The News-Herald
- Type: Semi-weekly newspaper
- Format: Broadsheet
- Owner: MediaNews Group
- Publisher: Jonathan Wolman
- Founded: 1879
- Headquarters: One Heritage Drive, Suite 100 Southgate, MI 48195
- Sister newspapers: The Detroit News; The Macomb Daily; The Oakland Press;
- Website: thenewsherald.com

= The News-Herald (Southgate, Michigan) =

Newspaper in Southgate, Michigan

The News-Herald is a semi-weekly newspaper serving the Downriver suburbs of Detroit, published in Southgate, Michigan. It is owned by MediaNews Group. The newspaper is published every Wednesday and Sunday.

==History==
The News-Heralds history dates back to the 1870s, when the Rev. George W. Owen established the Wyandotte Herald in Wyandotte, MI. After merging with the Wyandotte Daily News, from 1944 it was known as the Wyandotte News-Herald. The Mellus Newspapers started in the 1920s, subsequently flourished for decades under famous publisher/editor William Mellus.

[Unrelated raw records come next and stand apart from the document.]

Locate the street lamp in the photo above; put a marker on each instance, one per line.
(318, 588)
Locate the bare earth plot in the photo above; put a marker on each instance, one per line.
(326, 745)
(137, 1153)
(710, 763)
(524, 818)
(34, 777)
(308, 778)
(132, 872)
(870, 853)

The current News-Herald format was established under the Heritage Newspapers brand in 1986, when the late industrialist Heinz Prechter brought the old News-Herald (based in Wyandotte) and Mellus Newspapers (based in Lincoln Park) from SEM Newspapers Inc. and combined them into a single publication printed each Wednesday. In 1988, The News-Herald relocated to their current offices at Interstate 75 and Northline Road in Southgate, MI and launched "Weekender" editions in select communities, which was later incorporated into Heritage Sunday and is now known as the Sunday News-Herald. A Friday edition of The News-Herald delivered exclusively via the United States Postal Service began publishing on March 3, 2006 and was discontinued after the April 20, 2012 edition.

The News-Herald was owned by 21st Century Media until their merger with MediaNews Group in 2013.

In 2016 severe cuts to the newsroom left them with one sports reporter who split time also covering sports for the Dearborn Press & Guide, a sister newspaper in Dearborn, and three full time reporters to cover the communities Downriver. The Press & Guide closed on October 29, 2025, with the News-Herald assuming its subscribers and content archives.